Lightening problem during animation [UPDATED]

A simple torus created with blender(exported with chicken), animated only to rotate by its Y. I saw first the problem in my project, but after test I saw similar problem and in pview.
It`s seems that this torus is illuminated only from one side(during animation lighted side is rotating). You can easily see this when you look from top of the object. Is the problem in model or it is something else … ? Maybe normals are changed during animation !?

blend and egg
megaupload.com/?d=AUQD1KHI

p.s. This post must be in Pipeline … sorry :blush:




Any advices ? :unamused:

I think because that the light in pview is only a one light source so the side which light reaches to will be illuminated but the other will stay dark

To make a simple solution is to:
[size=150]Either:[/size]
make tow point lights one has pos of (0,100,100) and other has pos(0,-100,-100)

[size=150]Or:[/size]
texture the model in blender using an illuminated texture then export it to egg, use ambient light so the light will surround the whole model

Hope that helps
here is the example of using two light source
hotfile.com/dl/98758965/f7176e0/example.zip.html

Hi.
I know that the light source is only from one side. As I say above, this object is always illuminated only from one side, no matter how is rotated by Y. The main problem is that the light source is somewhere where is initial position of camera, but this isn`t true at middle frames of animation. This screen shots shows our object rotated during animation in different angle by Y. So, this means that the light source is moving with object ?!


In initial position - the light source is near to initial position of camera, A side is light and B side is dark. When animation is started and object rotates by its Y to 180, B - side must be light and A must be dark. As you see from screens this isn`t correct. This is happening only on this object(torus).
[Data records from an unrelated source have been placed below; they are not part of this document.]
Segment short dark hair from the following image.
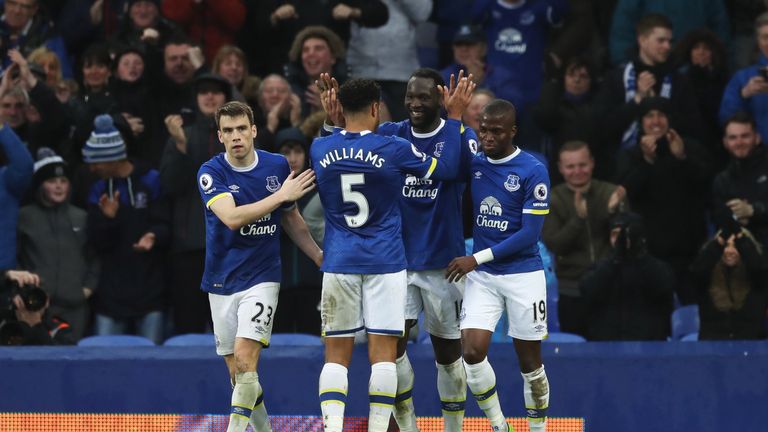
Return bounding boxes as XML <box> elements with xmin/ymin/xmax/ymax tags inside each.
<box><xmin>339</xmin><ymin>78</ymin><xmax>381</xmax><ymax>113</ymax></box>
<box><xmin>635</xmin><ymin>13</ymin><xmax>672</xmax><ymax>36</ymax></box>
<box><xmin>723</xmin><ymin>111</ymin><xmax>757</xmax><ymax>131</ymax></box>
<box><xmin>216</xmin><ymin>101</ymin><xmax>254</xmax><ymax>128</ymax></box>
<box><xmin>483</xmin><ymin>99</ymin><xmax>517</xmax><ymax>123</ymax></box>
<box><xmin>557</xmin><ymin>141</ymin><xmax>592</xmax><ymax>158</ymax></box>
<box><xmin>82</xmin><ymin>44</ymin><xmax>112</xmax><ymax>68</ymax></box>
<box><xmin>408</xmin><ymin>68</ymin><xmax>445</xmax><ymax>86</ymax></box>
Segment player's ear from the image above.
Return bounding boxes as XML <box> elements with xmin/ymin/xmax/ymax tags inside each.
<box><xmin>371</xmin><ymin>102</ymin><xmax>381</xmax><ymax>118</ymax></box>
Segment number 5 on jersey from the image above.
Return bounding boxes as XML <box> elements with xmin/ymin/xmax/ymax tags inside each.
<box><xmin>340</xmin><ymin>174</ymin><xmax>370</xmax><ymax>228</ymax></box>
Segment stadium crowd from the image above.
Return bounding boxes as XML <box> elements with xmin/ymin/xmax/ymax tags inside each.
<box><xmin>0</xmin><ymin>0</ymin><xmax>768</xmax><ymax>344</ymax></box>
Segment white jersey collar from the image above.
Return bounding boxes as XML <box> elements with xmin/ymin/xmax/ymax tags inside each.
<box><xmin>341</xmin><ymin>129</ymin><xmax>372</xmax><ymax>136</ymax></box>
<box><xmin>488</xmin><ymin>147</ymin><xmax>522</xmax><ymax>164</ymax></box>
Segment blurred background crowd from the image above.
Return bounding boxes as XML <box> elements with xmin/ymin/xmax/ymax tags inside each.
<box><xmin>0</xmin><ymin>0</ymin><xmax>768</xmax><ymax>344</ymax></box>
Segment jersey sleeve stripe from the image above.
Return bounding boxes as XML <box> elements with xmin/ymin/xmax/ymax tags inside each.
<box><xmin>523</xmin><ymin>209</ymin><xmax>549</xmax><ymax>215</ymax></box>
<box><xmin>424</xmin><ymin>158</ymin><xmax>437</xmax><ymax>179</ymax></box>
<box><xmin>205</xmin><ymin>192</ymin><xmax>232</xmax><ymax>208</ymax></box>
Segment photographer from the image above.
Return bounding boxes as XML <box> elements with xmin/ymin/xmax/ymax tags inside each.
<box><xmin>691</xmin><ymin>226</ymin><xmax>768</xmax><ymax>340</ymax></box>
<box><xmin>581</xmin><ymin>213</ymin><xmax>675</xmax><ymax>340</ymax></box>
<box><xmin>0</xmin><ymin>270</ymin><xmax>74</xmax><ymax>346</ymax></box>
<box><xmin>617</xmin><ymin>97</ymin><xmax>712</xmax><ymax>304</ymax></box>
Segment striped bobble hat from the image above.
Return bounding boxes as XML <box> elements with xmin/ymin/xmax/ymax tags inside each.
<box><xmin>83</xmin><ymin>114</ymin><xmax>128</xmax><ymax>163</ymax></box>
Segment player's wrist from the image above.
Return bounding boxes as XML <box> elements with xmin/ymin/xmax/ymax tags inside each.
<box><xmin>472</xmin><ymin>248</ymin><xmax>493</xmax><ymax>265</ymax></box>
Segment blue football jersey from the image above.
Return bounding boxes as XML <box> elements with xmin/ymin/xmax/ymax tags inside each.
<box><xmin>471</xmin><ymin>148</ymin><xmax>549</xmax><ymax>274</ymax></box>
<box><xmin>197</xmin><ymin>150</ymin><xmax>295</xmax><ymax>295</ymax></box>
<box><xmin>310</xmin><ymin>120</ymin><xmax>460</xmax><ymax>274</ymax></box>
<box><xmin>377</xmin><ymin>120</ymin><xmax>477</xmax><ymax>270</ymax></box>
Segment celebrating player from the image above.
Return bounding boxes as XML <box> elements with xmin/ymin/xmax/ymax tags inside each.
<box><xmin>318</xmin><ymin>68</ymin><xmax>477</xmax><ymax>432</ymax></box>
<box><xmin>198</xmin><ymin>102</ymin><xmax>323</xmax><ymax>432</ymax></box>
<box><xmin>310</xmin><ymin>79</ymin><xmax>470</xmax><ymax>432</ymax></box>
<box><xmin>446</xmin><ymin>100</ymin><xmax>549</xmax><ymax>432</ymax></box>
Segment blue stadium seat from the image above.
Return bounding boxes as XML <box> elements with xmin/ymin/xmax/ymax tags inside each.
<box><xmin>269</xmin><ymin>333</ymin><xmax>323</xmax><ymax>346</ymax></box>
<box><xmin>163</xmin><ymin>333</ymin><xmax>216</xmax><ymax>346</ymax></box>
<box><xmin>542</xmin><ymin>332</ymin><xmax>587</xmax><ymax>343</ymax></box>
<box><xmin>680</xmin><ymin>332</ymin><xmax>699</xmax><ymax>342</ymax></box>
<box><xmin>671</xmin><ymin>305</ymin><xmax>699</xmax><ymax>340</ymax></box>
<box><xmin>77</xmin><ymin>335</ymin><xmax>155</xmax><ymax>346</ymax></box>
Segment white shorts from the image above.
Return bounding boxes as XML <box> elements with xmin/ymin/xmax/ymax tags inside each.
<box><xmin>208</xmin><ymin>282</ymin><xmax>280</xmax><ymax>355</ymax></box>
<box><xmin>461</xmin><ymin>270</ymin><xmax>547</xmax><ymax>341</ymax></box>
<box><xmin>405</xmin><ymin>270</ymin><xmax>464</xmax><ymax>339</ymax></box>
<box><xmin>320</xmin><ymin>270</ymin><xmax>407</xmax><ymax>337</ymax></box>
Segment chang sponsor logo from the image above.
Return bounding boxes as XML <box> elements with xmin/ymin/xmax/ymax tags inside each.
<box><xmin>475</xmin><ymin>196</ymin><xmax>509</xmax><ymax>232</ymax></box>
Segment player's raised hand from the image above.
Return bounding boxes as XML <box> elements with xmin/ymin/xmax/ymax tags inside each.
<box><xmin>445</xmin><ymin>255</ymin><xmax>477</xmax><ymax>282</ymax></box>
<box><xmin>438</xmin><ymin>70</ymin><xmax>477</xmax><ymax>120</ymax></box>
<box><xmin>277</xmin><ymin>169</ymin><xmax>315</xmax><ymax>202</ymax></box>
<box><xmin>315</xmin><ymin>73</ymin><xmax>345</xmax><ymax>127</ymax></box>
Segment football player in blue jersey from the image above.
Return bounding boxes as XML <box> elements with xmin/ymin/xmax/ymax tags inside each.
<box><xmin>318</xmin><ymin>68</ymin><xmax>477</xmax><ymax>432</ymax></box>
<box><xmin>446</xmin><ymin>99</ymin><xmax>549</xmax><ymax>432</ymax></box>
<box><xmin>198</xmin><ymin>102</ymin><xmax>323</xmax><ymax>432</ymax></box>
<box><xmin>310</xmin><ymin>78</ymin><xmax>474</xmax><ymax>432</ymax></box>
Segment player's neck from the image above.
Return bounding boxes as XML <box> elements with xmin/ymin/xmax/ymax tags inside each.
<box><xmin>411</xmin><ymin>116</ymin><xmax>442</xmax><ymax>134</ymax></box>
<box><xmin>227</xmin><ymin>150</ymin><xmax>256</xmax><ymax>168</ymax></box>
<box><xmin>344</xmin><ymin>116</ymin><xmax>377</xmax><ymax>133</ymax></box>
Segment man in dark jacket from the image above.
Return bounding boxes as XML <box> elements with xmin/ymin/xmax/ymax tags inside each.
<box><xmin>160</xmin><ymin>75</ymin><xmax>226</xmax><ymax>334</ymax></box>
<box><xmin>596</xmin><ymin>14</ymin><xmax>701</xmax><ymax>177</ymax></box>
<box><xmin>17</xmin><ymin>148</ymin><xmax>99</xmax><ymax>340</ymax></box>
<box><xmin>617</xmin><ymin>97</ymin><xmax>712</xmax><ymax>304</ymax></box>
<box><xmin>83</xmin><ymin>115</ymin><xmax>170</xmax><ymax>343</ymax></box>
<box><xmin>581</xmin><ymin>213</ymin><xmax>675</xmax><ymax>340</ymax></box>
<box><xmin>712</xmin><ymin>113</ymin><xmax>768</xmax><ymax>245</ymax></box>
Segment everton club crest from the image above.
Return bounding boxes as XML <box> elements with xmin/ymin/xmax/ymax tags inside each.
<box><xmin>504</xmin><ymin>174</ymin><xmax>520</xmax><ymax>192</ymax></box>
<box><xmin>267</xmin><ymin>176</ymin><xmax>280</xmax><ymax>193</ymax></box>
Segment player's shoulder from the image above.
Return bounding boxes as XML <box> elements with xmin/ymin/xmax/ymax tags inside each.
<box><xmin>376</xmin><ymin>120</ymin><xmax>411</xmax><ymax>136</ymax></box>
<box><xmin>198</xmin><ymin>153</ymin><xmax>227</xmax><ymax>173</ymax></box>
<box><xmin>256</xmin><ymin>150</ymin><xmax>288</xmax><ymax>165</ymax></box>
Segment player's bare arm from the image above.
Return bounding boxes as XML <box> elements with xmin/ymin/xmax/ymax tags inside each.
<box><xmin>445</xmin><ymin>255</ymin><xmax>478</xmax><ymax>282</ymax></box>
<box><xmin>210</xmin><ymin>170</ymin><xmax>315</xmax><ymax>231</ymax></box>
<box><xmin>281</xmin><ymin>206</ymin><xmax>323</xmax><ymax>267</ymax></box>
<box><xmin>437</xmin><ymin>70</ymin><xmax>477</xmax><ymax>121</ymax></box>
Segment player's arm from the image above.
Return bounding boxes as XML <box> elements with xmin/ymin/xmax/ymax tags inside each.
<box><xmin>281</xmin><ymin>206</ymin><xmax>323</xmax><ymax>267</ymax></box>
<box><xmin>206</xmin><ymin>170</ymin><xmax>315</xmax><ymax>231</ymax></box>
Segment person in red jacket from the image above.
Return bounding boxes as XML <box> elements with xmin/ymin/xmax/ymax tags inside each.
<box><xmin>162</xmin><ymin>0</ymin><xmax>246</xmax><ymax>62</ymax></box>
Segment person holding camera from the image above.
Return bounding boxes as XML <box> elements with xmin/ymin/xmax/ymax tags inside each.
<box><xmin>617</xmin><ymin>97</ymin><xmax>712</xmax><ymax>304</ymax></box>
<box><xmin>691</xmin><ymin>226</ymin><xmax>768</xmax><ymax>340</ymax></box>
<box><xmin>0</xmin><ymin>270</ymin><xmax>75</xmax><ymax>346</ymax></box>
<box><xmin>720</xmin><ymin>12</ymin><xmax>768</xmax><ymax>147</ymax></box>
<box><xmin>580</xmin><ymin>213</ymin><xmax>676</xmax><ymax>341</ymax></box>
<box><xmin>16</xmin><ymin>148</ymin><xmax>99</xmax><ymax>340</ymax></box>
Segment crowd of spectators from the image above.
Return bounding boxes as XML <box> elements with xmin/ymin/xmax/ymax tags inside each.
<box><xmin>0</xmin><ymin>0</ymin><xmax>768</xmax><ymax>343</ymax></box>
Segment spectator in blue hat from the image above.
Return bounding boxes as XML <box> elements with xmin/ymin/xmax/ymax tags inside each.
<box><xmin>17</xmin><ymin>147</ymin><xmax>99</xmax><ymax>340</ymax></box>
<box><xmin>440</xmin><ymin>25</ymin><xmax>488</xmax><ymax>86</ymax></box>
<box><xmin>82</xmin><ymin>115</ymin><xmax>170</xmax><ymax>343</ymax></box>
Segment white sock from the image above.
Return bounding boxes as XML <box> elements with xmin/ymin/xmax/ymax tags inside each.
<box><xmin>320</xmin><ymin>363</ymin><xmax>348</xmax><ymax>432</ymax></box>
<box><xmin>521</xmin><ymin>365</ymin><xmax>549</xmax><ymax>432</ymax></box>
<box><xmin>393</xmin><ymin>353</ymin><xmax>419</xmax><ymax>432</ymax></box>
<box><xmin>435</xmin><ymin>358</ymin><xmax>467</xmax><ymax>432</ymax></box>
<box><xmin>464</xmin><ymin>357</ymin><xmax>509</xmax><ymax>432</ymax></box>
<box><xmin>249</xmin><ymin>385</ymin><xmax>272</xmax><ymax>432</ymax></box>
<box><xmin>227</xmin><ymin>372</ymin><xmax>261</xmax><ymax>432</ymax></box>
<box><xmin>368</xmin><ymin>362</ymin><xmax>397</xmax><ymax>432</ymax></box>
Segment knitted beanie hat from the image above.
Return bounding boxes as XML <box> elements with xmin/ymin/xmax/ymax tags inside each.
<box><xmin>32</xmin><ymin>147</ymin><xmax>67</xmax><ymax>186</ymax></box>
<box><xmin>83</xmin><ymin>114</ymin><xmax>128</xmax><ymax>163</ymax></box>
I had a similar problem a while back with model of a ship I exported.
recalculating the normals in blender seemed to fixed the problem.

Actually, ive experienced this problem many times and could never guess the cause. It seems to happen rarely and completely random. Its as if the light is coming from the opposite direction.

And effect is not only in pview. Also adding ambient light affects whole object.

Adding ambient lights is supposed to affect the whole object; that’s what ambient lights do. The problem reported by the OP indicates that the normals are not animating with the object’s animation, but are instead pointing always in the same direction no matter which way the object turns, which is strange.

If anyone has an egg file that demonstrates this problem, I might be able to examine the egg file and determine the cause.

David

Your normals are incorrect coming out of Blender. They’re 90 degrees off. See, they should be coming straight out of the surface, like this:


But instead they’re tangent to the surface, like this:

Note that the light is in exactly the same place in both screenshots–shining from the camera’s point of view–but the weird normals make the light appear to be coming from the wrong direction, 90 degrees off in fact. This is why the lighting looks so strange when you rotate the torus.

So, the suggestion to recompute the normals in Blender is a good one.

David

But blender shows different thing. I just open blend and switch on showing of normals. The result is

Maybe the problem is in chicken … !?

Or maybe something broken inside the Blender API, where it looks right in the GUI, but is wrong internally. I’ve seen that sort of thing happen in Maya, and I doubt Blender is immune.

Have you tried the recompute normals suggestion?

David

Yes,but this doesn`t fix the final result.

Well, perhaps this is a question for the Blender forums now.

Incidentally, it may be possible to work around the issue by post-processing the egg file with “egg-trans -nv 45” or some such parameter. This is how I generated the corrected screenshot above. It works perfectly on a smooth surface like a torus; it may give varying results on an object with both hard and soft edges.